4 kids in 3 years: reflections on motherhood, art and life.
I pulled up in the drop off-line today, and threw the backpacks out the driver’s side window to the waiting teacher. I’ve been working up to this moment for days. I was so excited I even got dressed in real grown-up clothes, a new chambray shirt, colored skinny jeans, and my new birthday shoes.
Because we’ve been on “break” for two weeks. Actually, if I’m being fully honest, we’ve been on break for two weeks and one day. And as always, that one day, the Monday that they should return to school but they don’t because the teachers go to school and do some sort of fun enrichment with iPads, that day always catches me off guard.
It’s like running a marathon and thinking that you only have to go for 26 miles. It’s not 26 miles. I’ve run five marathons, and I am here to tell you that that .2 miles adds up to a lifetime total of 1 mile of excruciatingly painful exuberance in my life. Because that last little bit costs you a lot.

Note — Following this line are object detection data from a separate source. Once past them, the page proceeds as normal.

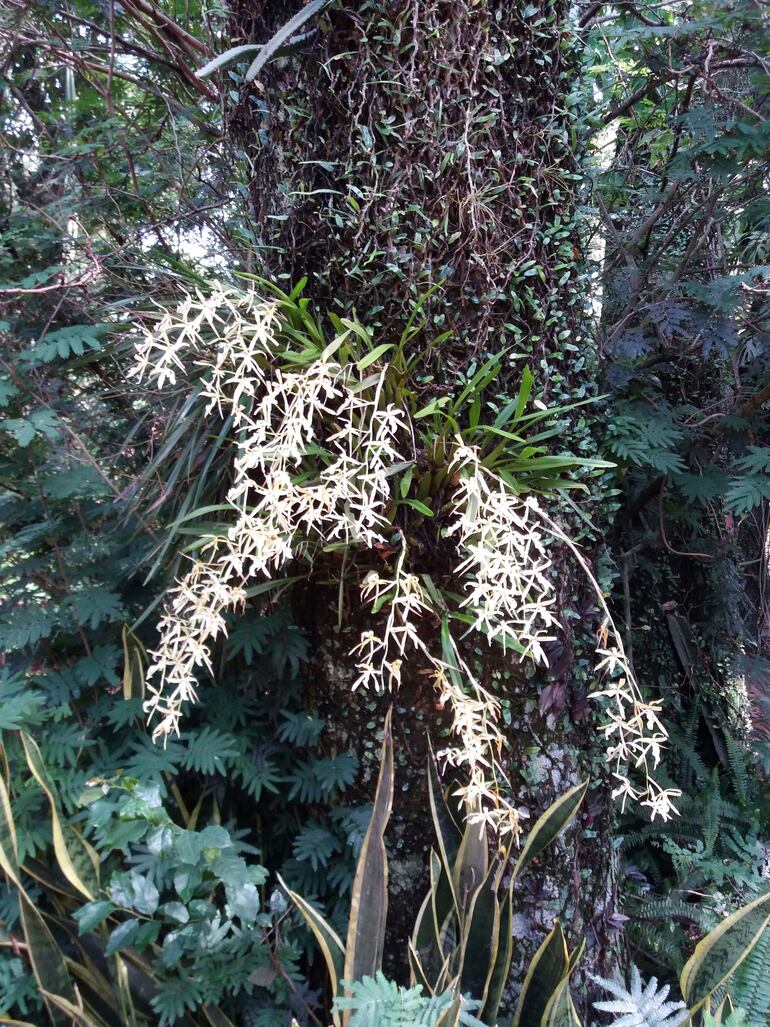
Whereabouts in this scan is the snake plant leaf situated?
[113,955,138,1027]
[122,624,147,699]
[276,874,345,1027]
[343,710,395,1002]
[247,0,331,82]
[513,781,588,880]
[0,774,76,1025]
[0,774,24,891]
[510,921,570,1027]
[43,991,106,1027]
[452,808,489,912]
[480,881,513,1024]
[22,732,99,902]
[428,749,462,912]
[540,974,581,1027]
[18,891,77,1027]
[460,859,502,1003]
[680,891,770,1013]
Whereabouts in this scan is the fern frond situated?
[593,965,689,1027]
[730,927,770,1023]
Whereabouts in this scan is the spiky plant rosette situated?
[130,287,677,834]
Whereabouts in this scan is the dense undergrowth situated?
[0,0,770,1027]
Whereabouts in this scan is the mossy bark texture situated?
[228,0,615,1006]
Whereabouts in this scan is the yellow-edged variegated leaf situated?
[680,891,770,1012]
[342,710,394,1002]
[537,974,581,1027]
[0,776,76,1025]
[460,860,503,1003]
[452,809,489,903]
[22,732,99,902]
[513,781,588,878]
[479,881,513,1024]
[18,890,77,1027]
[276,874,345,1027]
[123,624,147,699]
[112,954,137,1027]
[0,776,23,890]
[511,921,570,1027]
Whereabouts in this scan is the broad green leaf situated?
[537,974,581,1027]
[276,874,345,1027]
[460,858,504,1002]
[513,781,588,879]
[342,709,395,1014]
[680,891,770,1012]
[511,921,570,1027]
[22,732,99,902]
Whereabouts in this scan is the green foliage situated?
[335,971,482,1027]
[593,966,689,1027]
[288,714,587,1027]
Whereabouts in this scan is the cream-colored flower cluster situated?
[351,547,518,836]
[448,444,557,663]
[131,289,676,835]
[133,291,409,737]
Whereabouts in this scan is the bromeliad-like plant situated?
[281,713,770,1027]
[132,282,677,836]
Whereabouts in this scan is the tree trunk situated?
[228,0,614,1006]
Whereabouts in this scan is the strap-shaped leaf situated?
[480,881,513,1024]
[460,860,502,1002]
[428,749,462,915]
[195,43,262,78]
[513,781,588,879]
[452,809,489,916]
[680,891,770,1013]
[0,775,76,1024]
[18,891,77,1027]
[510,921,570,1027]
[343,710,394,998]
[435,998,463,1027]
[277,874,345,1027]
[123,624,147,699]
[540,974,581,1027]
[22,733,99,902]
[0,774,24,891]
[43,991,105,1027]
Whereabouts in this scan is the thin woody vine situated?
[130,276,680,838]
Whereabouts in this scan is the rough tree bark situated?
[222,0,614,1010]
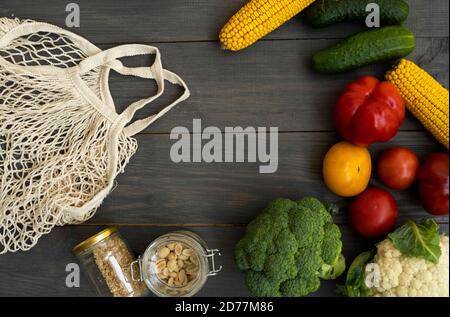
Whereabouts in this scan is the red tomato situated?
[377,147,419,190]
[349,188,398,238]
[418,153,448,215]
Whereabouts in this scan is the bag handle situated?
[78,44,190,136]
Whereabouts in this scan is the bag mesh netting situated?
[0,18,189,254]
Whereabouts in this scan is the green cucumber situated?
[312,26,415,73]
[304,0,409,27]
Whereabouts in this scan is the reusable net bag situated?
[0,18,189,254]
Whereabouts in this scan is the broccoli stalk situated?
[235,197,345,296]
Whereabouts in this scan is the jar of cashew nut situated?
[130,231,222,297]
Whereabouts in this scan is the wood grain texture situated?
[103,38,449,133]
[0,0,449,42]
[0,225,448,297]
[90,132,448,224]
[0,0,449,296]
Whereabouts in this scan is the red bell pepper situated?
[418,153,449,215]
[334,76,405,146]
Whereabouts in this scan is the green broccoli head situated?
[235,197,345,296]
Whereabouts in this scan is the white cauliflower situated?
[366,235,449,297]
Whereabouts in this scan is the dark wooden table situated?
[0,0,449,296]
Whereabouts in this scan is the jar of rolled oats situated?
[73,227,149,297]
[130,231,222,297]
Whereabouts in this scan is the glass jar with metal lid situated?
[73,227,149,297]
[130,231,222,297]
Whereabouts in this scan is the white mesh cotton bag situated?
[0,18,189,254]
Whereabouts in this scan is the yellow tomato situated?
[323,142,372,197]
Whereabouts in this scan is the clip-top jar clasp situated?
[130,256,144,282]
[206,249,222,276]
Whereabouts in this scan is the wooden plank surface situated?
[90,132,448,224]
[0,0,449,41]
[0,0,449,296]
[103,38,449,133]
[0,224,449,297]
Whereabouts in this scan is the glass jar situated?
[131,231,222,297]
[73,227,149,297]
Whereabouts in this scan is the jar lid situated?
[72,227,117,254]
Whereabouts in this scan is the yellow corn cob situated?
[386,59,449,149]
[219,0,315,51]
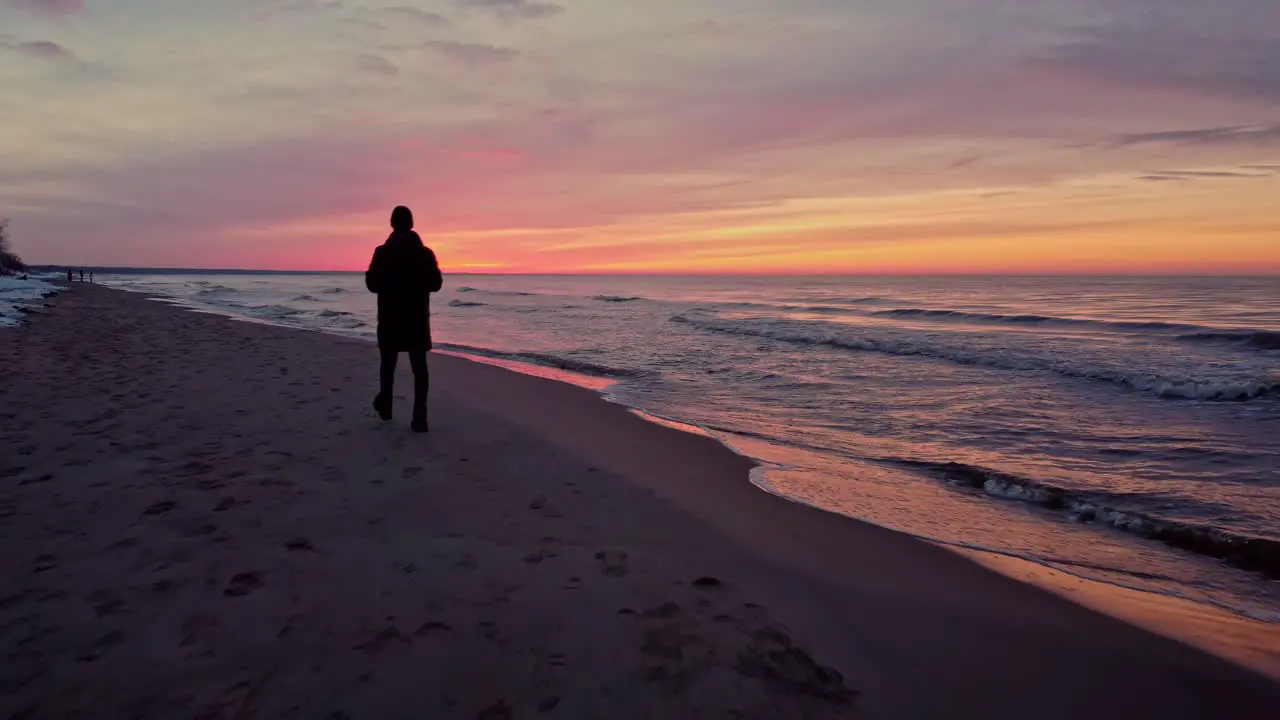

And “break”, by the way you should understand, is like the other 26 miles of the marathon. It’s scenery, people, exhaustion, exhilaration, a feeling in the beginning like you’ll never reach the end. And a feeling in the end like you really will never reach the end.
Over break we ran around, did stuff. We went to the ocean for a few days. And then about 24 hours later we turned around and headed to New York City. I mean a crazed 52 hours of New York City.
We went to the MOMA where I heard my son exclaim, “Is that the real Starry Night?!” from a room away, and we saw a dinosaur exhibit featuring the Titanosaur at the American Museum of Natural History, also, the planetarium show on dark matter (whatever that is, I’m still not clear), the butterfly exhibit, and a nifty exhibit on the human biome, which was an especially good lesson because it teaches you that all the bacteria and random things growing in and on your body are very important. And my children stuck their fingers in every nasty, bacteria-covered thing in New York City and then stuck their fingers in their noses, mouths, and eyes for 52 hours. So I was grateful for the reassurance.
We went to two cupcake shops, because Mama needed cupcakes to get her through those bacteria-laden 52 hours. We also went to a noodle shop, an upscale Indian restaurant, and an oyster bar where my kids ate all the raw oysters my husband scored me through a groupon.
We did the Highline in Chelsea and also some wild galleries that were some of my kids’ favorite moments on the whole trip. We gazed into the endless fountains that sit where the World Trade Center buildings once stood, and we took a ferry out to the Statue of Liberty and then out to Ellis Island where we wandered the rabbit’s warren of rooms that allowed generations of Americans to enter our country (so that now their descendants can vote for someone who says Muslims should not be allowed to enter the United States.)
We took two taxi rides, visited a store called Dylan’s Candy Shop which involved bags of candy and was the highlight of the trip for my children, and I clocked 29,200 steps in one day. Which means my five-year-old likely clocked over 50,000 steps in New York City in one day. Talk about a marathon.
Then we returned home and less than 12 hours later we headed to the ocean again to wash off the hustle and bustle of the city. We hunted Easter eggs on an island, and ate more candy.
And then on Monday, I realized in a heartbreaking moment of illumination that my kids did not in fact have school. So I took them all to the grocery store. Then I took them to Michael’s Arts and Crafts and Dick’s Sporting Goods. Then I took them to Target. Because Mama has errands.
So you see why I pulled up to the drop off place at their school with such heady excitement. I was about to get my soul back.
Except there’s this. (There’s always this.) As my kids undid their seat belts in four consecutive clicks, and my youngest daughter leaned her pretty head next to my seat to look at her hastily applied lip gloss in my rearview mirror, I snuck a kiss on her yummy cheek.
And even as I hit the button to open the slider door on the minivan, a tiny little piece of me felt the tug of letting them go after holding them so close for two weeks. (Let me clarify, two weeks and one day.)
This I’m certain will be the next 13 years. We will rush and rush and rush to see the sights and do the things, take in every moment, snap every photo. It will be a whirlwind, and expensive, and exhausting. Then I will race up to a curb, pop open my window, throw their bags out, hit the button for the slider door, and a little bit I will long for them to stay. Because what is the whirlwind of my life now without their delicious weight holding me back?
As I pulled out of the school driveway alone in my empty minivan Pete Townshend’s Let My Love Open the Door blared on my radio. And I thought, yes, this.
When people keep repeating
That you’ll never fall in love
When everybody keeps retreating
But you can’t seem to get enough
Let my love open the door
Let my love open the door
Let my love open the door
To your heart
Happy spring break. Happy Easter. Let your love open the door.